- Harold Clause Kupers, a wood buyer and mill owner in Washington state, pled guilty in a District Court in Tacoma to violating the Lacey Act.
- Kupers allegedly taught three other defendants, all of whom have pled guilty to theft and damaging government property, how to identify and harvest the most desirable trees, known as “figured” bigleaf maple.
- The U.S. Forest Service assembled a team to build a genetic reference database of bigleaf maples and applied DNA profiling technologies to secure the conviction against Kupers and his cohorts.
The theft of bigleaf maple to feed the demand for rare tonewoods used by musical instrument makers has been a persistent problem in the U.S. Pacific Northwest for years, but now law enforcement officials say they’ve brought a ring of illegal loggers to justice — and used DNA evidence to convict them.
Harold Clause Kupers, a wood buyer and mill owner in Washington state, pled guilty last November in a U.S. District Court in Tacoma to purchasing multiple pieces of wood without requiring the seller to show the proper permits, a violation of the Lacey Act.
The wood purchased by Kupers, owner of J&L Tonewoods in Winlock, WA, was bigleaf maple stolen from Gifford Pinchot National Forest in Washington state, according to the US Department of Justice (DOJ). Kupers allegedly taught three other defendants how to identify and harvest the most desirable trees, known as “figured” bigleaf maple.
All three of Kupers co-defendants have pled guilty to theft and damaging government property. Altogether, Kupers sold nearly $500,000 worth of bigleaf maple to US instrument manufacturers like PRS Guitars, the DOJ said. This is the first time that the Lacey Act has been applied in a case of illegal interstate timber trading.
The Lacey Act is a law originally designed to rein in the illegal trade in wildlife that was amended in 2008 to include plants, thereby prohibiting the trade in illegally sourced wood. Since the amendment was adopted, the Lacey Act has led to high-profile investigations of Gibson Guitars and Lumber Liquidators. Both were accused of importing illegally sourced timber into the US and ultimately settled with the DOJ to avoid a criminal trial.

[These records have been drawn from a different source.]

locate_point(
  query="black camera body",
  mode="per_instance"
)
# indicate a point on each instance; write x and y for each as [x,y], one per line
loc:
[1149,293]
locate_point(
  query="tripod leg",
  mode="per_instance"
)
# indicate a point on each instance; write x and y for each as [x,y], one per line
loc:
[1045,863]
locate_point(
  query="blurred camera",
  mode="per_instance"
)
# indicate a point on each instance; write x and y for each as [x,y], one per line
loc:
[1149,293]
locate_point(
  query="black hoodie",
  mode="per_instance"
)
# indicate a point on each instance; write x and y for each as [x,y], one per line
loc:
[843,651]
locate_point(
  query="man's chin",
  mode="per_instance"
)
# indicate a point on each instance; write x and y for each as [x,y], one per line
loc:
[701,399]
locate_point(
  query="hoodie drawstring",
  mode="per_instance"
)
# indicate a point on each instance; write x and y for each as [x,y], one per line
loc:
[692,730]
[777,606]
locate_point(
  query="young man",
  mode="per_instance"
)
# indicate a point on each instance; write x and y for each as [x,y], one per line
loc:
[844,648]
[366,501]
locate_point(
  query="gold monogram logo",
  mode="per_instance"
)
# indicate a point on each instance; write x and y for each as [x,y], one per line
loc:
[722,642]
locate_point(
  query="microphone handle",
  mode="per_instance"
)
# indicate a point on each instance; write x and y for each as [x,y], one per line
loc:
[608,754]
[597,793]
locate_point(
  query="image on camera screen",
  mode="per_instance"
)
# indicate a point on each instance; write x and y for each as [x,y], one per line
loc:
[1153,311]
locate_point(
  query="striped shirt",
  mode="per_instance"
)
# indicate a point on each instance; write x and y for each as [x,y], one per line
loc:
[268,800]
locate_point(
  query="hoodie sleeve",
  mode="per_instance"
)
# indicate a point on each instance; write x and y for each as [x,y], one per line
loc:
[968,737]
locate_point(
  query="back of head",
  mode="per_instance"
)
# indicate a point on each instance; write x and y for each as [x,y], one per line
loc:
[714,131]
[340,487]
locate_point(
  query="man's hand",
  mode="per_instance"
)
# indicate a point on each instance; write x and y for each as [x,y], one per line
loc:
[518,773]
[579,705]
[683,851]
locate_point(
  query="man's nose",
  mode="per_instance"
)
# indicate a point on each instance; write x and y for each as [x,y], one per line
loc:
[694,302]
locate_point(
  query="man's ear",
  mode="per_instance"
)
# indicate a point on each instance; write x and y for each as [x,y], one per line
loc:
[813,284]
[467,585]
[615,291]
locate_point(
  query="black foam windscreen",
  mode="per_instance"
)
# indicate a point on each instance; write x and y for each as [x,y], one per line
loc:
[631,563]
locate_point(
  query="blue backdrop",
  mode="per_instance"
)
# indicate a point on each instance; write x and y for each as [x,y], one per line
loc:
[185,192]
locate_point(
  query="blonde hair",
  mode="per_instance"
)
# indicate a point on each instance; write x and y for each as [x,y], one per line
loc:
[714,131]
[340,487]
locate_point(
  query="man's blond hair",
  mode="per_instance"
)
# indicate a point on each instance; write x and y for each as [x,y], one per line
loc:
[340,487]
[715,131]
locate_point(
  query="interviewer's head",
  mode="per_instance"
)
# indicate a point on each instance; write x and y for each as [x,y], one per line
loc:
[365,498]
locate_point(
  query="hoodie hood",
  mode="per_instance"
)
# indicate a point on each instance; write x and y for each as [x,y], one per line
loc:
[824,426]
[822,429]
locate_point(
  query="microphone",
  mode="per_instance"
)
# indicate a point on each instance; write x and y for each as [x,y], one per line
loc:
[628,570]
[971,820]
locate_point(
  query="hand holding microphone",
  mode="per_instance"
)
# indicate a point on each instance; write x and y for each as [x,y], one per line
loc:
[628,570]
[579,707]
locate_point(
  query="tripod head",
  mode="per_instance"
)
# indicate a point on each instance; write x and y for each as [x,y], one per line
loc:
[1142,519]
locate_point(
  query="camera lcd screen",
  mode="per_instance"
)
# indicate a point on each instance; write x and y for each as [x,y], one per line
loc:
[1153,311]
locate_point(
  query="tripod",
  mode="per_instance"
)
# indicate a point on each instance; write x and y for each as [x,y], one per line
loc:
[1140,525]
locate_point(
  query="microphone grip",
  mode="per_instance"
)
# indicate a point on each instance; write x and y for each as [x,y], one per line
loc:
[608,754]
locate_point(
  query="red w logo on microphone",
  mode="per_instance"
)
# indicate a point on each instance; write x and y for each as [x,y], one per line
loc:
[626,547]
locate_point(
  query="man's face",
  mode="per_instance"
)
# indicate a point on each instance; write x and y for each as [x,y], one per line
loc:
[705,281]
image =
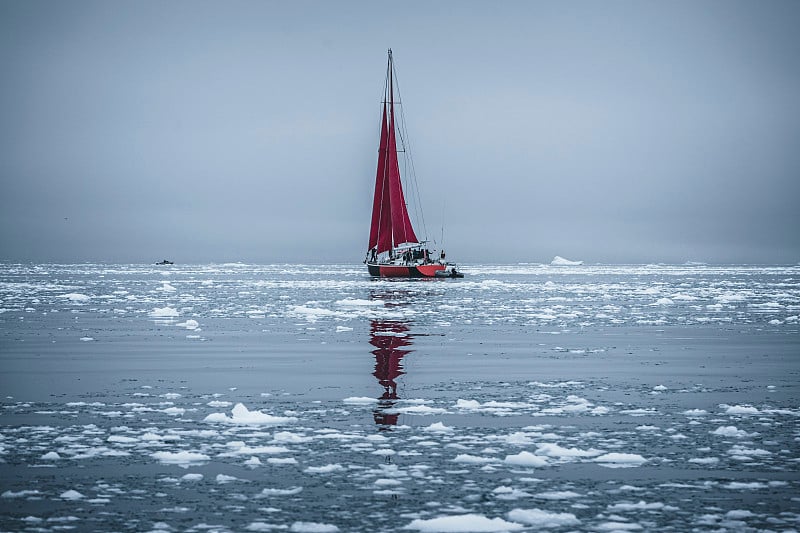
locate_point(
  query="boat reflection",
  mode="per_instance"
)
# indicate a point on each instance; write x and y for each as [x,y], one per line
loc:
[391,341]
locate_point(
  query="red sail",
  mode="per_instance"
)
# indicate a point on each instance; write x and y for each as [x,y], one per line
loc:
[380,233]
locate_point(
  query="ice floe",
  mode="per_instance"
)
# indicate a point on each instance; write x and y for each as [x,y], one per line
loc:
[240,415]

The Lacey Act has proven remarkably effective at curbing illegal wood imports into the US, research has shown. According to a 2015 analysis, illegal wood imports have declined in the US by as much as 32 to 44 percent — though American imports of illegal timber are still worth as much as $3 billion per year.
Anne Minden, a retired U.S. Forest Service officer and technical expert who gave testimony in the case against Kupers and his cohorts, once estimated that hundreds of thousands of dollars worth of bigleaf maple wood is stolen every year from both public and private lands in Washington state.
Distortions in the wood grain of bigleaf maple logs can create distinctive patterns known as “figuring.” A single log of figured maple — sought after by woodworkers and used to make high-end guitars — can sell for tens of thousands of dollars. But cases of illegally logged bigleaf maple had proven difficult to investigate in the past, mainly because of how hard it was to match seized timber to specific theft sites.
So when the U.S. Forest Service (USFS) believed it had evidence of illegal logging activity in the Gifford Pinchot National Forest in 2013, the agency teamed up with a company called DoubleHelix Tracking Technologies, the University of Adelaide, and the World Resources Institute (WRI) to develop the first genetic reference database for bigleaf maple, allowing investigators to map out genetic variations across the territory occupied by bigleaf maples in the Pacific Northwest.

Each maple tree has a unique “genetic fingerprint,” DoubleHelix Chief Scientific Officer and University of Adelaide professor Andrew Lowe said, making it possible to match pieces of sawn wood sold by Kupers to the stumps of the trees his three co-defendants stole from Gifford Pinchot National Forest.
“With this technology, wood buyers can verify whether or not bigleaf maple has been legally harvested,” Lowe said in a statement. “Our database indicates that with these markers, the likelihood of two trees having the same DNA profile is as low as one in 428 sextillion.”
These types of reference databases, coupled with DNA profiling techniques, are a game-changer when it comes to tracking high-value species like bigleaf maple through the supply chain and prosecuting illegal loggers, Ron Malamphy, a USFS law enforcement officer who worked on the case, said in a statement.
“We are excited that the DNA evidence helped push the thieves to settle out of court,” Malamphy said. “This type of technology is setting a new precedent for future Lacey Act convictions.”